Remember when I wrote about the day that I spilled water all over my jeans at work and ended up wearing one of our freelancer's gym shorts for the afternoon? Well, since that day, I always keep an extra pair of jeans and a hooded sweatshirt in the trunk of my car just in case I have another accident and need dry clothes. The woman seemed not to notice me as I sat in my car talking to Oliver the wiener dog ... "It's dark out here, Ollie. What if it's a trick and some guys are waiting to shoot me and steal my car? It's late, and I'm tired. Let's just go home, Ollie ... someone else will come along and help her. Or the police will pick her up. Let's just go home, wiener dog." And then I turned into the parking lot and pulled up next to the old woman and got out of my car to talk to her.

Her name is Gert, and she's 78 years old. She's been homeless for five years ... she lost her home after her husband Franklin passed away. She has no living family, and she spends her days collecting aluminum cans and her nights trying to find a place to lay her head and get some sleep. She was once a teacher, and she knows how to play the piano and the saxophone. I gave her the clothes and a blanket from the trunk of my car. I gave her the cash I had in my wallet from a rebate check I had cashed at the bank yesterday. I gave her the food from my lunchbox and the snacks from my satchel. I gave her the walking shoes from my feet.
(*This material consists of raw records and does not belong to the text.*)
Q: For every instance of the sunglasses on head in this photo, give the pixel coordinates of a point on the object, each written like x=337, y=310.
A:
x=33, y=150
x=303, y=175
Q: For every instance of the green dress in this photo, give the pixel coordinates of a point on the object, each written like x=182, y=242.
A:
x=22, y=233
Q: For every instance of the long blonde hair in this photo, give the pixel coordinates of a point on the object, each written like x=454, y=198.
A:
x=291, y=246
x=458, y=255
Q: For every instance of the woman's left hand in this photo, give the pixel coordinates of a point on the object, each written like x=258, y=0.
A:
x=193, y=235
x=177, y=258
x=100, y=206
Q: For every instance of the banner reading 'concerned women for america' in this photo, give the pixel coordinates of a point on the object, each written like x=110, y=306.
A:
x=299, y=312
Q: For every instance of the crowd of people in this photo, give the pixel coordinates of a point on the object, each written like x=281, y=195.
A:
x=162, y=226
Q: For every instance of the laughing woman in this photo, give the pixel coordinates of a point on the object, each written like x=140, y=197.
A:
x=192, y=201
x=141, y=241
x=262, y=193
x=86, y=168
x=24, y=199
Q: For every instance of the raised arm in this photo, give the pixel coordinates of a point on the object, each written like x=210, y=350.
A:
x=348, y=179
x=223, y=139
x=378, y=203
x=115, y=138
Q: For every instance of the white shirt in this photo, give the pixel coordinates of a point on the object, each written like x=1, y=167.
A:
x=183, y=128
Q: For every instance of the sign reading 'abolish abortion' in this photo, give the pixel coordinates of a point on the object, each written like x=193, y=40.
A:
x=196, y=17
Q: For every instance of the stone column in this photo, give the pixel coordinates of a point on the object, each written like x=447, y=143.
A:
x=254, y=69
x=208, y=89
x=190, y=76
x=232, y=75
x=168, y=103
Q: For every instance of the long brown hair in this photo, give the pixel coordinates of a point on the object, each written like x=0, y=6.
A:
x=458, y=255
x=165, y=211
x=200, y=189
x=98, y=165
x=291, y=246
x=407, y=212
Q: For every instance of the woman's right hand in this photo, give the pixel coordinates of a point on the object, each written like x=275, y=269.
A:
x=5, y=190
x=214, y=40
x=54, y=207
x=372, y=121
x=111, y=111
Her name is Gert, and she's 78 years old. Tonight, Gert is sleeping in the dumpster next to my office building ... she's wearing jeans and a hoodie ... she is wrapped in a blanket and she is eating food. And tonight, Gert has an old pair of well-worn walking shoes on her feet. She cried when I gave my things to her, and she asked me if I was an angel. My mind instantly flew back to a hot July day in 2011 ... a day when I met a very special man named Russell who said he thought I was an angel from the Lord. I told Gert the same thing I told Russell ... "I'm no angel, my friend ... I just want to make sure you're OK for tonight." I am beyond certain I'm no angel, but I'm equally certain that God orchestrated me going back to my office tonight. Even as I type those words, some other words are echoing in my mind ... "You keep listening, T. With ears wide open. I know that's not the saying. But it is today. Ears wide open." My faith has taken a beating over the last year or so, and I often feel that God has stopped talking to me. Tonight was a big lesson for me ... He's still talking ... I just need to open my ears and listen.

I met a woman tonight ... I met a woman, and my heart tells me I'll never forget her.

  

1 comment:

Prekelicious said...

I dont think you realize that to so many...you ARE an angel. As soon as I read the title of this blog I thought of Russell. God is working through you Terrie. As he has been since I first met you.